Generative and Discriminative Latent Variable Grammars - Slav Petrov

framework, and results in the best published parsing accuracies over a wide range .... seems to be because the complexity of VPs is more syntactic (e.g. complex ...

166KB Sizes 1 Downloads 291 Views

Recommend Documents

Products of Random Latent Variable Grammars - Slav Petrov
Los Angeles, California, June 2010. cO2010 Association for Computational ...... Technical report, Brown. University. Y. Freund and R. E. Shapire. 1996.

Self-training with Products of Latent Variable Grammars - Slav Petrov
parsed data used for self-training gives higher ... They showed that self-training latent variable gram- ... (self-trained grammars trained using the same auto-.

A Discriminative Latent Variable Model for ... - Research at Google
attacks (Guha et al., 2003), detecting email spam (Haider ..... as each item i arrives, sequentially add it to a previously ...... /tests/ace/ace04/index.html. Pletscher ...

Randomized Pruning: Efficiently Calculating ... - Slav Petrov
minutes on one 2.66GHz Xeon CPU. We used the BerkeleyAligner [21] to obtain high-precision, intersected alignments to construct the high-confidence set M of ...

Uptraining for Accurate Deterministic Question Parsing - Slav Petrov
ing with 100K unlabeled questions achieves results comparable to having .... tions are reserved as a small target-domain training .... the (context-free) grammars.

Training Structured Prediction Models with Extrinsic Loss ... - Slav Petrov
loss function with the addition of constraints based on unlabeled data. .... at least one example in the training data where the k-best list is large enough to include ...
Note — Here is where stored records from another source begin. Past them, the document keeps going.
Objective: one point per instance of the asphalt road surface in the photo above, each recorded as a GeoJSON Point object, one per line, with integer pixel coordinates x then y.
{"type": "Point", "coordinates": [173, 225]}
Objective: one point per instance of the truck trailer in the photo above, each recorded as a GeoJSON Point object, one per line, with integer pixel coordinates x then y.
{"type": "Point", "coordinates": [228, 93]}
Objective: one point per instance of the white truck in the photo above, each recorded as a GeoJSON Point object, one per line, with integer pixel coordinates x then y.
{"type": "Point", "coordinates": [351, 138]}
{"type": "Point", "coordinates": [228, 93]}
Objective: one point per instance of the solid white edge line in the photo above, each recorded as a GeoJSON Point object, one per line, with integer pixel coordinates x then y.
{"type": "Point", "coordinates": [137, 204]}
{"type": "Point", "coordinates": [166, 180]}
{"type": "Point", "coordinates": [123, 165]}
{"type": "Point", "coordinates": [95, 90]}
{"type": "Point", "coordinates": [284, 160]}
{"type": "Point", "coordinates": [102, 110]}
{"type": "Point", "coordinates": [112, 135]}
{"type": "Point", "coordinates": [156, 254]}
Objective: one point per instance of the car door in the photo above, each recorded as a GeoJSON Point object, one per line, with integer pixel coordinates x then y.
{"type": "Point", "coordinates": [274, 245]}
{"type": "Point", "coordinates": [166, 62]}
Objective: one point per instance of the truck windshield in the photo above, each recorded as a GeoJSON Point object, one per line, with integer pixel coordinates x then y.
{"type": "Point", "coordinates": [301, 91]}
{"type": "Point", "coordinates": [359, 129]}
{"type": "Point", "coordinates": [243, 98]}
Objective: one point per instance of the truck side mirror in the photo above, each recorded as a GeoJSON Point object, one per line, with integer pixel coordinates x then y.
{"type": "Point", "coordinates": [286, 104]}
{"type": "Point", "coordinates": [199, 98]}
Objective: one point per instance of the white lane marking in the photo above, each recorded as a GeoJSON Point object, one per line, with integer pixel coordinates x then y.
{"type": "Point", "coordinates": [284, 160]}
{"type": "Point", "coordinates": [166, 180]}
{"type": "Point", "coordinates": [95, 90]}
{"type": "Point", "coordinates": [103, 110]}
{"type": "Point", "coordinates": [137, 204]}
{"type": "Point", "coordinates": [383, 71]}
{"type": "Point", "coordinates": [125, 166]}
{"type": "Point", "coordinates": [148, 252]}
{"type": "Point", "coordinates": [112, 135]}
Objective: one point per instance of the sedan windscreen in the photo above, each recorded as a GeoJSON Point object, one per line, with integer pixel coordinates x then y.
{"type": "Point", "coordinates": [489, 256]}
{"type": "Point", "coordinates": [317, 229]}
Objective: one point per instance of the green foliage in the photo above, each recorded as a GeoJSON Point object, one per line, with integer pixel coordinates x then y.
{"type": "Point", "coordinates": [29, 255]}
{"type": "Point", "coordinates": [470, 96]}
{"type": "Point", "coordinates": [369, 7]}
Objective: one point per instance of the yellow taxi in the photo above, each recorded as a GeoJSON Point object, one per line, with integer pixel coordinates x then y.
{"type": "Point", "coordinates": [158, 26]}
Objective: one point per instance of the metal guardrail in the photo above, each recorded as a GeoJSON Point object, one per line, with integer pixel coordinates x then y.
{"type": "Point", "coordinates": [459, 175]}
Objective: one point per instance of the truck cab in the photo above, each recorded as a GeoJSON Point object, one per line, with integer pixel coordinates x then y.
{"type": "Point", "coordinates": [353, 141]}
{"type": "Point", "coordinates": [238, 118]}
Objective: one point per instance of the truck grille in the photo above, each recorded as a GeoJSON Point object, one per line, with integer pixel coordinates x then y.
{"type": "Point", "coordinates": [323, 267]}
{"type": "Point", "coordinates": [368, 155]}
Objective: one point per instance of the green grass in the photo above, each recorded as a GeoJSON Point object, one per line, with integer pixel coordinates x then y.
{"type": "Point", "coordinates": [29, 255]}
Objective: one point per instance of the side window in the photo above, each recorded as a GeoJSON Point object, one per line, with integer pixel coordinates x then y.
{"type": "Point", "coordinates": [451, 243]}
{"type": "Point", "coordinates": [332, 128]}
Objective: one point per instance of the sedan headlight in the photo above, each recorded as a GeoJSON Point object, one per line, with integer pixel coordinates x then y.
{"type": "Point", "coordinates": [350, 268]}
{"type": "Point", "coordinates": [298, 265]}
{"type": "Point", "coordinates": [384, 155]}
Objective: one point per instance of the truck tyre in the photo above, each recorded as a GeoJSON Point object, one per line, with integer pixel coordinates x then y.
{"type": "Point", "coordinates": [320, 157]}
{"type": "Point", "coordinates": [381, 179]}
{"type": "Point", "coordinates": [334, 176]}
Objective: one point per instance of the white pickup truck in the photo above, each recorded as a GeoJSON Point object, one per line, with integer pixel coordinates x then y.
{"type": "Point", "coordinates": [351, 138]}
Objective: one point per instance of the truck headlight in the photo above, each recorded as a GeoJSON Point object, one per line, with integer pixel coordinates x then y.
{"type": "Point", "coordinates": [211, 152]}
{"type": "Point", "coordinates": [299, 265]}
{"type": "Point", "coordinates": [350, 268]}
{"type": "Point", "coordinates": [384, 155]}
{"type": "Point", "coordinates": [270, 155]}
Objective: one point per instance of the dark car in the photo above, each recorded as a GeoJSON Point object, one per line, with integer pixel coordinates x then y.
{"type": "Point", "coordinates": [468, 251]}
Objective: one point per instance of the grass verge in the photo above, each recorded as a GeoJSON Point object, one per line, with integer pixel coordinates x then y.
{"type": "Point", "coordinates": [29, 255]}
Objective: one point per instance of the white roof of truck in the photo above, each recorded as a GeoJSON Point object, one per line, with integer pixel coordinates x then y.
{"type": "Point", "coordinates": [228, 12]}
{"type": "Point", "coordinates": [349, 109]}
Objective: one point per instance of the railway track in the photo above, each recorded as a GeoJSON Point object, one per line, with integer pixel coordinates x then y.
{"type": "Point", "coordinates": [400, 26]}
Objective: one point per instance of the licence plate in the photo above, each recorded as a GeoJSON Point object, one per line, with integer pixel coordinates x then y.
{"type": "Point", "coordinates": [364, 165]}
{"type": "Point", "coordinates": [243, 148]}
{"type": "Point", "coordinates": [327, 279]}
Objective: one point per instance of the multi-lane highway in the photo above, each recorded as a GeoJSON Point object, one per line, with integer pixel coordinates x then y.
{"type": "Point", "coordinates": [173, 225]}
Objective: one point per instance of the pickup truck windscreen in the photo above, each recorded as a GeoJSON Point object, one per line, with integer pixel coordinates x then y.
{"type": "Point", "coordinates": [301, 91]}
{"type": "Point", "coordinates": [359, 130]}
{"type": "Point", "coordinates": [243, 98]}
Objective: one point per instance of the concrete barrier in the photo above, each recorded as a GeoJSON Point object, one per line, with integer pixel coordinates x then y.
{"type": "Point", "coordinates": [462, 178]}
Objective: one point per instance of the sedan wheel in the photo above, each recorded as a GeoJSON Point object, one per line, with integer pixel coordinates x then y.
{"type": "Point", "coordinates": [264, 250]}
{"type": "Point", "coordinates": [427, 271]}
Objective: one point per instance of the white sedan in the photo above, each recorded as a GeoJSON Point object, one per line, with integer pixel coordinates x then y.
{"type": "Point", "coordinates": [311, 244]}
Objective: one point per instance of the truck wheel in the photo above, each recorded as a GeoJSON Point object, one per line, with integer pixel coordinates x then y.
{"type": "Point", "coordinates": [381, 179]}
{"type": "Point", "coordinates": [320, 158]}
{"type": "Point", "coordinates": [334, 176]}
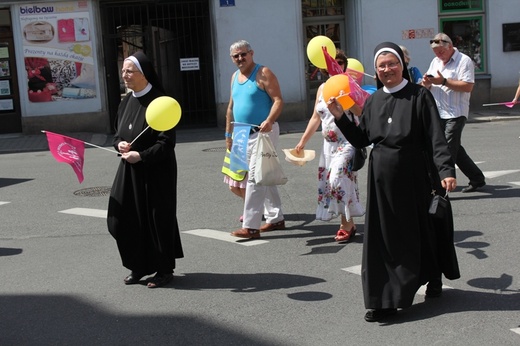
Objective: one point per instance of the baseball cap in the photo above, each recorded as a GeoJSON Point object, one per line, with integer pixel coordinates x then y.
{"type": "Point", "coordinates": [440, 39]}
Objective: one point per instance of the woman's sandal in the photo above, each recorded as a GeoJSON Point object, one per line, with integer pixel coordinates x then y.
{"type": "Point", "coordinates": [344, 236]}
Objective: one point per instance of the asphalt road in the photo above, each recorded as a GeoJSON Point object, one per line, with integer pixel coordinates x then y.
{"type": "Point", "coordinates": [61, 275]}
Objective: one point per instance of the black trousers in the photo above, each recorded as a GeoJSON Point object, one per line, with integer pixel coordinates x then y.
{"type": "Point", "coordinates": [453, 132]}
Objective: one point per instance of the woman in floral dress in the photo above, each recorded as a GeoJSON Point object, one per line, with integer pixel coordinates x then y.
{"type": "Point", "coordinates": [338, 193]}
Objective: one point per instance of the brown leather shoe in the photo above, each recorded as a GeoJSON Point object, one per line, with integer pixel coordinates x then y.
{"type": "Point", "coordinates": [273, 226]}
{"type": "Point", "coordinates": [248, 233]}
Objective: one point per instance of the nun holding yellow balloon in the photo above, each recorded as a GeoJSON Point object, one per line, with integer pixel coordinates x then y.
{"type": "Point", "coordinates": [142, 209]}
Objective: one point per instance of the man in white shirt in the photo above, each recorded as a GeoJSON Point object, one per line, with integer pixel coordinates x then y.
{"type": "Point", "coordinates": [450, 78]}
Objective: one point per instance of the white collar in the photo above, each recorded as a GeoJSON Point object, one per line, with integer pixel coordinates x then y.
{"type": "Point", "coordinates": [396, 88]}
{"type": "Point", "coordinates": [143, 92]}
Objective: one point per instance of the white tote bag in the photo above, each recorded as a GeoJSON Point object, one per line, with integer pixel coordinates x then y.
{"type": "Point", "coordinates": [268, 170]}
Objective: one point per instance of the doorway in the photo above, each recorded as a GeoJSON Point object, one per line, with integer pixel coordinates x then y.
{"type": "Point", "coordinates": [10, 114]}
{"type": "Point", "coordinates": [170, 34]}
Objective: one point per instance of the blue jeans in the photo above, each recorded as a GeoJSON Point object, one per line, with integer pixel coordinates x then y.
{"type": "Point", "coordinates": [453, 132]}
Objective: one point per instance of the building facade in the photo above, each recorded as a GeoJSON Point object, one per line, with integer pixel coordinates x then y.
{"type": "Point", "coordinates": [60, 61]}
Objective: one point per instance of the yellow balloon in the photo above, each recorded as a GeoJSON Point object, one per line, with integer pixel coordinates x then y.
{"type": "Point", "coordinates": [163, 113]}
{"type": "Point", "coordinates": [338, 86]}
{"type": "Point", "coordinates": [315, 53]}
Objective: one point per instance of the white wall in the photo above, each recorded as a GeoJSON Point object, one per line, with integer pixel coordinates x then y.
{"type": "Point", "coordinates": [503, 66]}
{"type": "Point", "coordinates": [386, 21]}
{"type": "Point", "coordinates": [269, 26]}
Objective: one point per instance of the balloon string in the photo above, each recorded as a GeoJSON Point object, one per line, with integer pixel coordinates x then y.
{"type": "Point", "coordinates": [139, 135]}
{"type": "Point", "coordinates": [356, 71]}
{"type": "Point", "coordinates": [239, 123]}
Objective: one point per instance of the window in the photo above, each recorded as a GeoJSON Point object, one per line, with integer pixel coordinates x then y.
{"type": "Point", "coordinates": [463, 21]}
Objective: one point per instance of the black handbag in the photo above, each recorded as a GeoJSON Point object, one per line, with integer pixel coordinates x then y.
{"type": "Point", "coordinates": [438, 205]}
{"type": "Point", "coordinates": [360, 156]}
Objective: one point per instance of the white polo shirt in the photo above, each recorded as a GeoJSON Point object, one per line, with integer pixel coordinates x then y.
{"type": "Point", "coordinates": [452, 104]}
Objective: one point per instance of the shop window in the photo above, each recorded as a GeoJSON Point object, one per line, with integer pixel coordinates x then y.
{"type": "Point", "coordinates": [464, 22]}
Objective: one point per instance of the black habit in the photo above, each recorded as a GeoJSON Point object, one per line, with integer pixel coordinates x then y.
{"type": "Point", "coordinates": [142, 213]}
{"type": "Point", "coordinates": [403, 246]}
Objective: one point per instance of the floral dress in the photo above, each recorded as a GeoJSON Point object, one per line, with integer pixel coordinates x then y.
{"type": "Point", "coordinates": [337, 184]}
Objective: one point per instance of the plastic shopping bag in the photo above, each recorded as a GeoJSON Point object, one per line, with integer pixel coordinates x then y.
{"type": "Point", "coordinates": [268, 170]}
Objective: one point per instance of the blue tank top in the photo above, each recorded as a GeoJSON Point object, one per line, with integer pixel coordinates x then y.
{"type": "Point", "coordinates": [251, 105]}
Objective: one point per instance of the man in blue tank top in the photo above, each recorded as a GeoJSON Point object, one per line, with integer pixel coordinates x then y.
{"type": "Point", "coordinates": [255, 99]}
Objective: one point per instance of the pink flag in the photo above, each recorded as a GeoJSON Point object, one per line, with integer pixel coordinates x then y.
{"type": "Point", "coordinates": [68, 150]}
{"type": "Point", "coordinates": [356, 92]}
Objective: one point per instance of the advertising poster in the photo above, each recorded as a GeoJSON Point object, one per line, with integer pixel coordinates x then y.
{"type": "Point", "coordinates": [57, 51]}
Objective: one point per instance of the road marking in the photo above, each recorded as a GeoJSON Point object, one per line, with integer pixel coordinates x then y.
{"type": "Point", "coordinates": [421, 291]}
{"type": "Point", "coordinates": [86, 212]}
{"type": "Point", "coordinates": [353, 269]}
{"type": "Point", "coordinates": [225, 236]}
{"type": "Point", "coordinates": [494, 174]}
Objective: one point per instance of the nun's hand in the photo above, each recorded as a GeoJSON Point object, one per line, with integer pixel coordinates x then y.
{"type": "Point", "coordinates": [449, 183]}
{"type": "Point", "coordinates": [131, 157]}
{"type": "Point", "coordinates": [335, 108]}
{"type": "Point", "coordinates": [123, 147]}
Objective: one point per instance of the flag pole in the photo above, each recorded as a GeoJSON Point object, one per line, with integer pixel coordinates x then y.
{"type": "Point", "coordinates": [93, 145]}
{"type": "Point", "coordinates": [501, 104]}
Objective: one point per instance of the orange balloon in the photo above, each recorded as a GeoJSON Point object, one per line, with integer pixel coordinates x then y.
{"type": "Point", "coordinates": [338, 86]}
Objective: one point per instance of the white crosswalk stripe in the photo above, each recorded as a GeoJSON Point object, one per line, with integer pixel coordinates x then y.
{"type": "Point", "coordinates": [225, 236]}
{"type": "Point", "coordinates": [421, 291]}
{"type": "Point", "coordinates": [495, 174]}
{"type": "Point", "coordinates": [86, 212]}
{"type": "Point", "coordinates": [206, 233]}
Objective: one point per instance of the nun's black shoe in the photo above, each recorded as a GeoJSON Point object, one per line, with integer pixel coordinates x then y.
{"type": "Point", "coordinates": [434, 289]}
{"type": "Point", "coordinates": [377, 315]}
{"type": "Point", "coordinates": [159, 280]}
{"type": "Point", "coordinates": [133, 278]}
{"type": "Point", "coordinates": [473, 187]}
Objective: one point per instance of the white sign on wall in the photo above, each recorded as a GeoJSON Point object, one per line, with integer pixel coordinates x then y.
{"type": "Point", "coordinates": [190, 64]}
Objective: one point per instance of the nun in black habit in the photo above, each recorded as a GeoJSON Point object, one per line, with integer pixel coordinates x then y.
{"type": "Point", "coordinates": [404, 247]}
{"type": "Point", "coordinates": [142, 214]}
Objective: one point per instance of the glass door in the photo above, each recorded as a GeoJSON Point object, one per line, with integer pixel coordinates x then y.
{"type": "Point", "coordinates": [10, 116]}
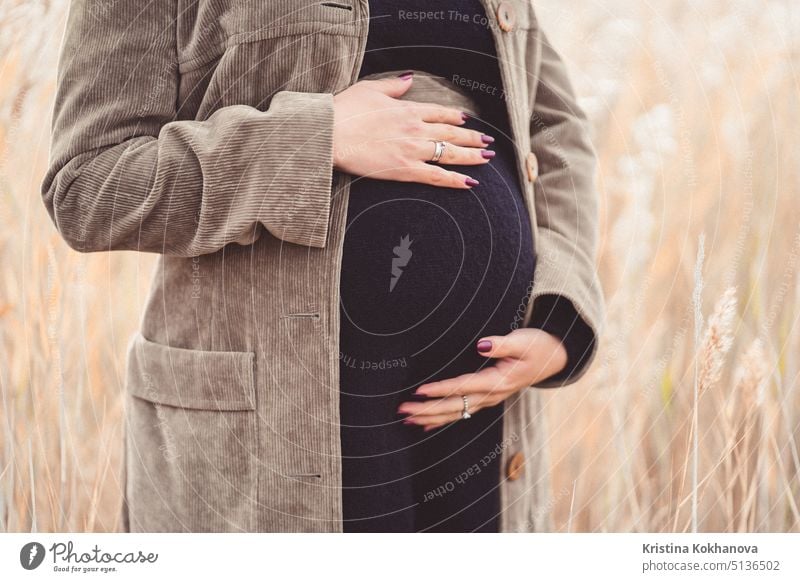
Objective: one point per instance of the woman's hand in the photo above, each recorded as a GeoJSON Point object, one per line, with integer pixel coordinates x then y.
{"type": "Point", "coordinates": [524, 357]}
{"type": "Point", "coordinates": [380, 136]}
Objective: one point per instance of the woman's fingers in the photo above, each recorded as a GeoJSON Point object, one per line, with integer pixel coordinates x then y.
{"type": "Point", "coordinates": [486, 380]}
{"type": "Point", "coordinates": [460, 136]}
{"type": "Point", "coordinates": [435, 175]}
{"type": "Point", "coordinates": [454, 154]}
{"type": "Point", "coordinates": [448, 405]}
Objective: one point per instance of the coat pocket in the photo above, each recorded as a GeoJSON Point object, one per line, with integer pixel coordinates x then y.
{"type": "Point", "coordinates": [191, 439]}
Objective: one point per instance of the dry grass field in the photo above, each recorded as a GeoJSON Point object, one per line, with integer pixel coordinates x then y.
{"type": "Point", "coordinates": [690, 417]}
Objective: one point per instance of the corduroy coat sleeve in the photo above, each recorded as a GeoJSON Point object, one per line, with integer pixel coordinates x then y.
{"type": "Point", "coordinates": [125, 173]}
{"type": "Point", "coordinates": [566, 200]}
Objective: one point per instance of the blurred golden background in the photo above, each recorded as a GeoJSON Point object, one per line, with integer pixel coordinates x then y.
{"type": "Point", "coordinates": [696, 114]}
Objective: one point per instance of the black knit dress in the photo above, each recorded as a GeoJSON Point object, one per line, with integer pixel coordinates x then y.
{"type": "Point", "coordinates": [426, 272]}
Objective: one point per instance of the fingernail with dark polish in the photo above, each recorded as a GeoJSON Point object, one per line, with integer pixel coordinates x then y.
{"type": "Point", "coordinates": [484, 345]}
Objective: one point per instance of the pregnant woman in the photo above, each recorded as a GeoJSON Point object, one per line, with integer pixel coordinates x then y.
{"type": "Point", "coordinates": [376, 227]}
{"type": "Point", "coordinates": [462, 263]}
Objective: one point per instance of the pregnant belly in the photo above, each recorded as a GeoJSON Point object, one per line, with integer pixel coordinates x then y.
{"type": "Point", "coordinates": [428, 270]}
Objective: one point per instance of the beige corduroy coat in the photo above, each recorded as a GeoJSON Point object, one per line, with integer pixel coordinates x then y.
{"type": "Point", "coordinates": [202, 131]}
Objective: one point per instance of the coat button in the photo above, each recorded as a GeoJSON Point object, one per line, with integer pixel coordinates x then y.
{"type": "Point", "coordinates": [505, 16]}
{"type": "Point", "coordinates": [515, 466]}
{"type": "Point", "coordinates": [532, 165]}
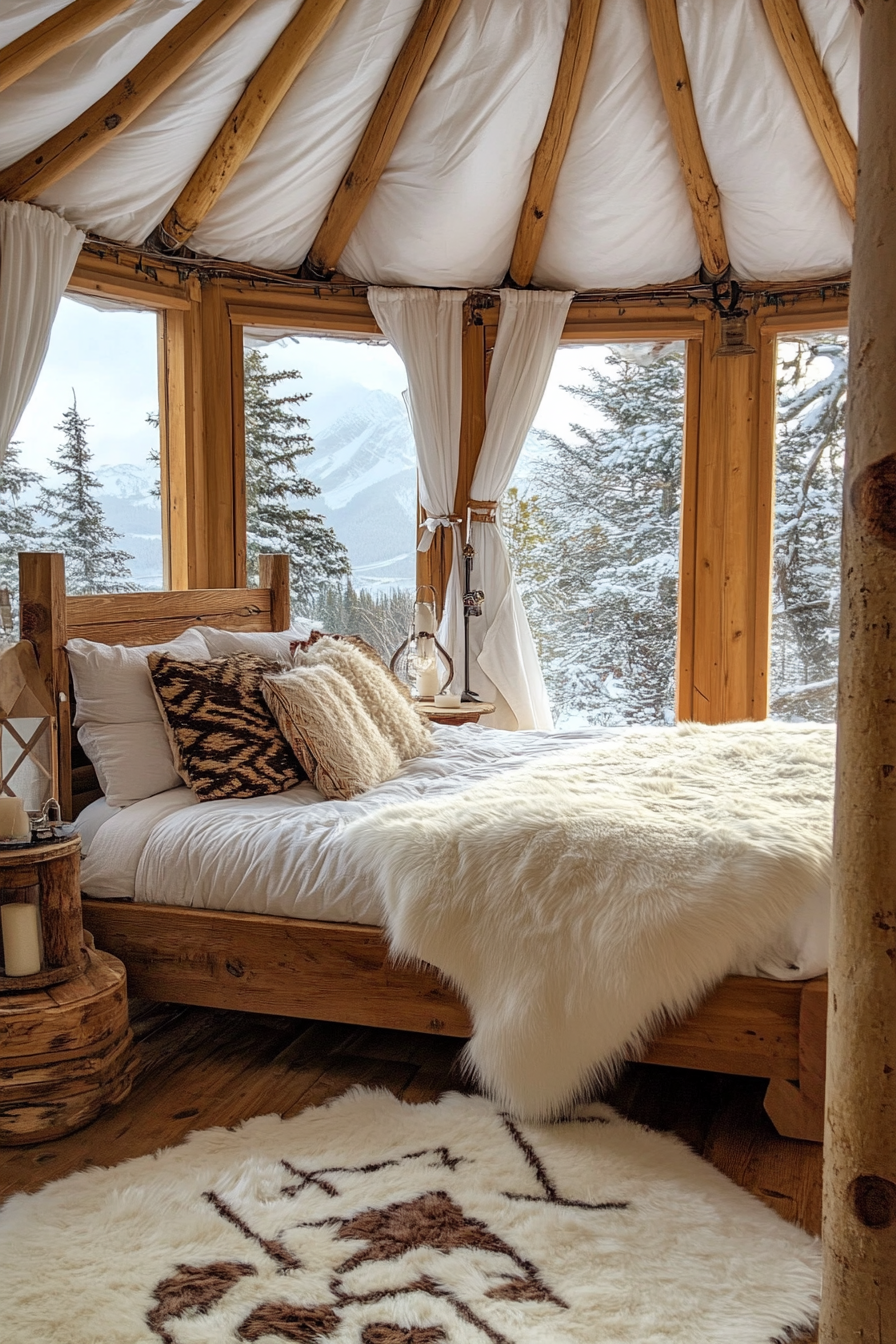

Improved Transition-Based Parsing and Tagging with ... - Slav Petrov
and by testing on a wider array of languages. In par .... morphologically rich languages (see for example .... 2http://ufal.mff.cuni.cz/conll2009-st/results/results.php.

Structured Training for Neural Network Transition-Based ... - Slav Petrov
depth ablative analysis to determine which aspects ... Syntactic analysis is a central problem in lan- .... action y as a soft-max function taking the final hid-.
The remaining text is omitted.